Campbell highlighted a slight increase in hospital admissions of one-half of one percent. He said while that wasn’t up to the 3 percent to 4 percent a quarter growth the company once saw in hospital admissions, it indicates a confidence in patient care at Columbia/HCA.
Included in the loss are costs of about $375 million to $425 million, or 60 to 70 cents per diluted share, from continuing operations, about $750 million in assets being closed or sold off, about $60 million in costs associated with ongoing government investigations and severance costs for ousted executives, and $60 million due to a change in accounting principles.

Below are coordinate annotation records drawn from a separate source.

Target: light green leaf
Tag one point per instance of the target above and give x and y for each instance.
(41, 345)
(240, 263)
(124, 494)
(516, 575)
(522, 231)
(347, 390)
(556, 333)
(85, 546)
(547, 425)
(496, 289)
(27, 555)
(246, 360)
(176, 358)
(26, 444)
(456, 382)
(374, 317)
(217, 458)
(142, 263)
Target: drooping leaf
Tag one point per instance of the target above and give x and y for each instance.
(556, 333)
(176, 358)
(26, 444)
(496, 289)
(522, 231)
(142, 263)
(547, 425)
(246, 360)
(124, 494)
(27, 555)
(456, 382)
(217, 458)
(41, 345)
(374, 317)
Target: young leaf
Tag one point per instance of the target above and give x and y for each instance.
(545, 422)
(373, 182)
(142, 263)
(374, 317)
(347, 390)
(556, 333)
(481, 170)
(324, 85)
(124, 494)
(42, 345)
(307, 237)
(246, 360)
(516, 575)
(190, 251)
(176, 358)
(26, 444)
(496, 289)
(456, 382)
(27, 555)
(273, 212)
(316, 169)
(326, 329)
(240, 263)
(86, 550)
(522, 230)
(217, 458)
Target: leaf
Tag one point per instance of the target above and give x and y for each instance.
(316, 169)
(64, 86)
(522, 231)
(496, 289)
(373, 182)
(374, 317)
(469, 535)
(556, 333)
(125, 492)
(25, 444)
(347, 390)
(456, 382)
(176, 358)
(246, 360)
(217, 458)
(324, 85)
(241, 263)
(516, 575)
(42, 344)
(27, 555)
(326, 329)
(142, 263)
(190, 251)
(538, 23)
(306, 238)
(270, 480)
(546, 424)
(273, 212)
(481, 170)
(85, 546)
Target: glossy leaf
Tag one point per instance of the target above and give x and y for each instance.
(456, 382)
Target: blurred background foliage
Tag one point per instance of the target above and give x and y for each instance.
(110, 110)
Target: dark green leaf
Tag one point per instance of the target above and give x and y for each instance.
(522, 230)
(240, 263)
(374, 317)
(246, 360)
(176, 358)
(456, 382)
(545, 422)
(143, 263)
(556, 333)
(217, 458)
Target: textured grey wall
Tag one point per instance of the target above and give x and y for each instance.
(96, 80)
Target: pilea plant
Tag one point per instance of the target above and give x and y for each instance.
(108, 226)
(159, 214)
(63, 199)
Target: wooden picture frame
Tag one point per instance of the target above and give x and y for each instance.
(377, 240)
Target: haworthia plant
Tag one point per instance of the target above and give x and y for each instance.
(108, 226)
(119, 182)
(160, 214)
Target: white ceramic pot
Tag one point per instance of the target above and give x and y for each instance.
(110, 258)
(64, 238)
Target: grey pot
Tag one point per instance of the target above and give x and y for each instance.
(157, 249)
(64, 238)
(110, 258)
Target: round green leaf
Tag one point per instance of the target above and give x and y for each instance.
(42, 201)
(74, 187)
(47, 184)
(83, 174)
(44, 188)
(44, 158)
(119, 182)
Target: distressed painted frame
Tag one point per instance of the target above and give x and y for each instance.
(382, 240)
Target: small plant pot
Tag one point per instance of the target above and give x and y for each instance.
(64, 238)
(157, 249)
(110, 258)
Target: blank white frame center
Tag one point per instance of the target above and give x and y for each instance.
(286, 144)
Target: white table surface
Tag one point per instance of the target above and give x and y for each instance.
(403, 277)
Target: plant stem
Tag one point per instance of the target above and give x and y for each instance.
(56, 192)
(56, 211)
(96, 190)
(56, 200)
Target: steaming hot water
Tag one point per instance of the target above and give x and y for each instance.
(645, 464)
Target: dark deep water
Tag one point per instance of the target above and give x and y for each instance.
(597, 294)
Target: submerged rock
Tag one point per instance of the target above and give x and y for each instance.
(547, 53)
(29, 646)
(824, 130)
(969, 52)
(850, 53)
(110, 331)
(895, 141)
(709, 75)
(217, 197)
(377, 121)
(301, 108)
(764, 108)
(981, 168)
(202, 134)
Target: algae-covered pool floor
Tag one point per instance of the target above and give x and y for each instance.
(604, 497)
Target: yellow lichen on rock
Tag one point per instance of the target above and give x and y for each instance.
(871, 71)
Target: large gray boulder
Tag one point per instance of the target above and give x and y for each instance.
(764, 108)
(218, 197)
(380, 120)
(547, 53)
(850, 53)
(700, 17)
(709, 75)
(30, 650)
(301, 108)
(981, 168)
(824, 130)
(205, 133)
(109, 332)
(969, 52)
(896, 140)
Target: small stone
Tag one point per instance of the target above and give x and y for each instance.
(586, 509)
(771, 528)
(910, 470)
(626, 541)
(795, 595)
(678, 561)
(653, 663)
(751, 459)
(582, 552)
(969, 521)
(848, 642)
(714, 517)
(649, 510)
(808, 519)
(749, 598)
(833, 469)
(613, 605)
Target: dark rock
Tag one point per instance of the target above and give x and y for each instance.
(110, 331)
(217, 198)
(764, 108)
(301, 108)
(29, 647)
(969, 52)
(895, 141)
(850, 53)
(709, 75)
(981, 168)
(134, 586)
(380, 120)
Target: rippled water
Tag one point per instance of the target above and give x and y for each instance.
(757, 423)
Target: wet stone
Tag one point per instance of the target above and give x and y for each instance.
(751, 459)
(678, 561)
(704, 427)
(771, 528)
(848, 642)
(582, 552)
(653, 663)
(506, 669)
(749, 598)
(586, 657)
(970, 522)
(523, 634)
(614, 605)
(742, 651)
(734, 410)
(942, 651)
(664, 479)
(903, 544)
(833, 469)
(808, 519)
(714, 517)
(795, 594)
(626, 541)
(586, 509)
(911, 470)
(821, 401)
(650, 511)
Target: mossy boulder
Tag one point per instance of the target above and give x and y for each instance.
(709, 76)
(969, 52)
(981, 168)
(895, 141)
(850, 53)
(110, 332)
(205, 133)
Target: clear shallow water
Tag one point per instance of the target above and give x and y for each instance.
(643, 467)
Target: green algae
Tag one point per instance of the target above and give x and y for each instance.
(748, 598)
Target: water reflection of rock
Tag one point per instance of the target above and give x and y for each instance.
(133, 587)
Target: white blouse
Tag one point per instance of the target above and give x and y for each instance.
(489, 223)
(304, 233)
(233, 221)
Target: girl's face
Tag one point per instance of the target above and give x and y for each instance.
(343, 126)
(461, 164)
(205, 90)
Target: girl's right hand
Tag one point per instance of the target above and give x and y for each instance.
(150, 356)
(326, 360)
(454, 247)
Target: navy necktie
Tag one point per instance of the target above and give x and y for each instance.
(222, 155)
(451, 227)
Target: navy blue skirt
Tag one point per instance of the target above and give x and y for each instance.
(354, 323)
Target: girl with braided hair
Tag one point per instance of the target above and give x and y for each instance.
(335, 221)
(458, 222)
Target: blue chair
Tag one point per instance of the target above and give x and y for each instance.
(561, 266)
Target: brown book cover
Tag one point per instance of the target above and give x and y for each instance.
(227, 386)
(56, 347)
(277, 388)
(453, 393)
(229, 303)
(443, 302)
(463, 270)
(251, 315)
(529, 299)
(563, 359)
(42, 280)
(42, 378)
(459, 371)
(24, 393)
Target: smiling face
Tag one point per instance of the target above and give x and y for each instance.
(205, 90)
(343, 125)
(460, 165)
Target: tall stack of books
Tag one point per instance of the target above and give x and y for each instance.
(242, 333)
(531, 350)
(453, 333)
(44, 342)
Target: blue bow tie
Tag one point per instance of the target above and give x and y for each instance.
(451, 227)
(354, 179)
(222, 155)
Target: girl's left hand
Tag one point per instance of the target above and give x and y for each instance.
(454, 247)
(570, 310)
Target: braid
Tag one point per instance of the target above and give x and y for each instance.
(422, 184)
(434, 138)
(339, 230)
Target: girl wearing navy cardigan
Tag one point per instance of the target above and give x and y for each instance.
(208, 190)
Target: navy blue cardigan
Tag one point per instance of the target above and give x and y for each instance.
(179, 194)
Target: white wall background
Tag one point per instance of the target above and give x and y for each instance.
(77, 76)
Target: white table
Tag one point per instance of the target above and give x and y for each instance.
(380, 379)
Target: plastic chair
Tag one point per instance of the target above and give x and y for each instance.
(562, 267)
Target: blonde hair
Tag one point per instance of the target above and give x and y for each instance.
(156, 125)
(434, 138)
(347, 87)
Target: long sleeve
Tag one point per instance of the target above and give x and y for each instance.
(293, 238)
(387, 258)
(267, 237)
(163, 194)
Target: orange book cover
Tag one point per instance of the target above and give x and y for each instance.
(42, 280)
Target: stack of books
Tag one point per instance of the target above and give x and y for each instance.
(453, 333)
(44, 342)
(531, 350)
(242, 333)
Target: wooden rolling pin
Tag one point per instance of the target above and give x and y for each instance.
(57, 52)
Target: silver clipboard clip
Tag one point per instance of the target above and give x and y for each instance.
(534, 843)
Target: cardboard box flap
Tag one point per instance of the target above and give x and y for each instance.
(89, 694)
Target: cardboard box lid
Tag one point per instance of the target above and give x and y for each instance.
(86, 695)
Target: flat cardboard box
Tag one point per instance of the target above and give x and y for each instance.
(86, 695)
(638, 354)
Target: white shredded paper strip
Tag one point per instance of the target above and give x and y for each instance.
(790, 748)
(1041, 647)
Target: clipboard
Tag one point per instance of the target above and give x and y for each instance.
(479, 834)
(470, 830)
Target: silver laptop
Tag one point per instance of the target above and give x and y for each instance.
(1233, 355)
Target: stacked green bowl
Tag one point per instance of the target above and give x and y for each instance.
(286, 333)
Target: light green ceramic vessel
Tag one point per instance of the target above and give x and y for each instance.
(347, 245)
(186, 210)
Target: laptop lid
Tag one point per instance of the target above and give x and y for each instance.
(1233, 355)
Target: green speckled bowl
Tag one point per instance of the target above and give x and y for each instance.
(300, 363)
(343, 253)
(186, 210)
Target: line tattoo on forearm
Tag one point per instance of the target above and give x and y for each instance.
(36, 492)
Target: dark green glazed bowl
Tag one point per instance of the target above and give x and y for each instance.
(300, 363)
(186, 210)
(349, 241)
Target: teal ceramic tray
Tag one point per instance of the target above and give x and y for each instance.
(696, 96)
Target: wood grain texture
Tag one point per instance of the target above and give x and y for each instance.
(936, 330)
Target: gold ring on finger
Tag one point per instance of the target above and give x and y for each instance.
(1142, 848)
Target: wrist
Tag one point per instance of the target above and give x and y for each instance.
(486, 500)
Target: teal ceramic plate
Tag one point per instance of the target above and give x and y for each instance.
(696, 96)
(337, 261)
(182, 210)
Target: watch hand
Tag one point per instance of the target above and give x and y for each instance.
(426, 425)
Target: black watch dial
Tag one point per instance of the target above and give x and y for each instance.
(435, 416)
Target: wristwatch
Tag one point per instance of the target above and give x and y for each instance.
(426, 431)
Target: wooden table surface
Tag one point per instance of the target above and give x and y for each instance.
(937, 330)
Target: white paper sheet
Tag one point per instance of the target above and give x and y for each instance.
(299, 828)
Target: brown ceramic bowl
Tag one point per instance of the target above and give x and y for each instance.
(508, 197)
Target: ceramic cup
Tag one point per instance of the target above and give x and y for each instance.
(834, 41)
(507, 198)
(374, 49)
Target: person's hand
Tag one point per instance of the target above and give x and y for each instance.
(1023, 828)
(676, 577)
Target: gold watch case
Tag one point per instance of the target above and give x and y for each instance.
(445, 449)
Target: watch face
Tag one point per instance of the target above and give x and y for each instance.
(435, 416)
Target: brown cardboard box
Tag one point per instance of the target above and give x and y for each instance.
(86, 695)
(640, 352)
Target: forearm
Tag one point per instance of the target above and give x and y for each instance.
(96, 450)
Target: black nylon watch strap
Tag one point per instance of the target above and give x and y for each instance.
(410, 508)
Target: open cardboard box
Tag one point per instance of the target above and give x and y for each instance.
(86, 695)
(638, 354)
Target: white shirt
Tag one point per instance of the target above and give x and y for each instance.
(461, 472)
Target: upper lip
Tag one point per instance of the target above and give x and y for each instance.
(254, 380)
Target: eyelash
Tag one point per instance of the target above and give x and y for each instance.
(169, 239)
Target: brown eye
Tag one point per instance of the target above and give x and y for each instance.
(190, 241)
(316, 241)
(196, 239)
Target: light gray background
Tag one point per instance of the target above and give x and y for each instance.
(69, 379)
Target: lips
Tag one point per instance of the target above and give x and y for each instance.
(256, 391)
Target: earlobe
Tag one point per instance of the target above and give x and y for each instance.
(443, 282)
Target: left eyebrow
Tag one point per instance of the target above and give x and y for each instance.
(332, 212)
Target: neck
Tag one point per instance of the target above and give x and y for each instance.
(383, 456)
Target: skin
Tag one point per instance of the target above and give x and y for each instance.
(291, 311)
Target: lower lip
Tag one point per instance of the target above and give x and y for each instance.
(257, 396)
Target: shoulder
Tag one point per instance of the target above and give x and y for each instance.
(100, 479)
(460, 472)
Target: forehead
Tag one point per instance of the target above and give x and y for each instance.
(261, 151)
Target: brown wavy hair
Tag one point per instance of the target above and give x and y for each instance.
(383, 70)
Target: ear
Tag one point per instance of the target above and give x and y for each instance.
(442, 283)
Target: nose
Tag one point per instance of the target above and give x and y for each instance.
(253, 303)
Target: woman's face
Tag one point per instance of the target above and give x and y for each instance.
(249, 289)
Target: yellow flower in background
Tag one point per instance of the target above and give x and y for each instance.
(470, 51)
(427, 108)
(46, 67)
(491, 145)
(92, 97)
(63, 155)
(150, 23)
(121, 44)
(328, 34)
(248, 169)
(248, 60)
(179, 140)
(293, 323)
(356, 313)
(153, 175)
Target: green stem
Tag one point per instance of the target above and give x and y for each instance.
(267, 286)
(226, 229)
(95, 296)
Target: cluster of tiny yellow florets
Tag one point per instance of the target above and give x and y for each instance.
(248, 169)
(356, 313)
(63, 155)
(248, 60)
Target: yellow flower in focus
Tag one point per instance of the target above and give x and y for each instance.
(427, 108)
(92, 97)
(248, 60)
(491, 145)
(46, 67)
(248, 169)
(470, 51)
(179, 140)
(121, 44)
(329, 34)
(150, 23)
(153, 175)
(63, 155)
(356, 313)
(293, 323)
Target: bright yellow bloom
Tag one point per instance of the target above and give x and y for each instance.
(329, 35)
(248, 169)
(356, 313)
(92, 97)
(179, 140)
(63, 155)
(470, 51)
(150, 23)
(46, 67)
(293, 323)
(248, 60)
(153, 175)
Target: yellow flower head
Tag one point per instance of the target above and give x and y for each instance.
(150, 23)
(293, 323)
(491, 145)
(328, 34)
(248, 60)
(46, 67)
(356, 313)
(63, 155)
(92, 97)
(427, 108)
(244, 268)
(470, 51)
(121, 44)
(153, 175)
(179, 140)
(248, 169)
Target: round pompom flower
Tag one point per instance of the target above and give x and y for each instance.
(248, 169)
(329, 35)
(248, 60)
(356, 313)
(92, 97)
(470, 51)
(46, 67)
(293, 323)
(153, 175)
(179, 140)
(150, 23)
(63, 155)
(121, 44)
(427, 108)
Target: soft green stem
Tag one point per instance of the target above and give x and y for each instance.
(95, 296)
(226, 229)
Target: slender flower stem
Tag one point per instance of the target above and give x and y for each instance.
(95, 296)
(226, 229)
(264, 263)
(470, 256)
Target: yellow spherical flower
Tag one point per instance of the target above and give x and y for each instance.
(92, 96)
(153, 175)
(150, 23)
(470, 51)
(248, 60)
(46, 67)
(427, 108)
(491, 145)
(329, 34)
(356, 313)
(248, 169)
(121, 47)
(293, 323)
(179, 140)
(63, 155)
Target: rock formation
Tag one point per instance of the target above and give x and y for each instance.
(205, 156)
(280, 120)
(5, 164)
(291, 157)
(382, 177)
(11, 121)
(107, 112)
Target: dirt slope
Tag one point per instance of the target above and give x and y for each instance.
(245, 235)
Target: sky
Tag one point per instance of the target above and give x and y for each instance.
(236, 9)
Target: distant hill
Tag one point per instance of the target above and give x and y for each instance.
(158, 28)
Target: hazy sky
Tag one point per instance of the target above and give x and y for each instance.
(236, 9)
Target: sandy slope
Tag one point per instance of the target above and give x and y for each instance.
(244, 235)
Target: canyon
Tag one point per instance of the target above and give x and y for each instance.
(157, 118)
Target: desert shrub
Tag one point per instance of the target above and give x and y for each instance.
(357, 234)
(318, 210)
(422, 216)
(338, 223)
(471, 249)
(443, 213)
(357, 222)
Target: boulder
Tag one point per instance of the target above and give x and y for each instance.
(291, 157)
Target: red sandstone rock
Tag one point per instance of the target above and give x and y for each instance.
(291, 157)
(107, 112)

Nashville-based Columbia plans to sell off its Value Health home health care business, some surgery centers and about a third of its hospitals as a result of a wide-ranging federal investigation into alleged Medicare fraud.
Columbia bought ValueHealth benefits management company for $1.3 billion and almost immediately sold part of it, Value Behavioral Health, for $230 million.
Three middle managers have been indicted and the company itself is a target of the investigation into allegations that the federal government was fraudulently overbilled.
Sales declined by about 10 percent over the quarter, compared with the comparable 1996 period, the company said. The company attributed the drop to lower Medicare reimbursement rates and higher estimates of the cost of discounts and contract agreements with payers. Salary and bad debt costs also contributed to lower sales, the company said.
The company’s financial statements for all of 1997 are being audited. Final figures are expected to be released Feb. 13.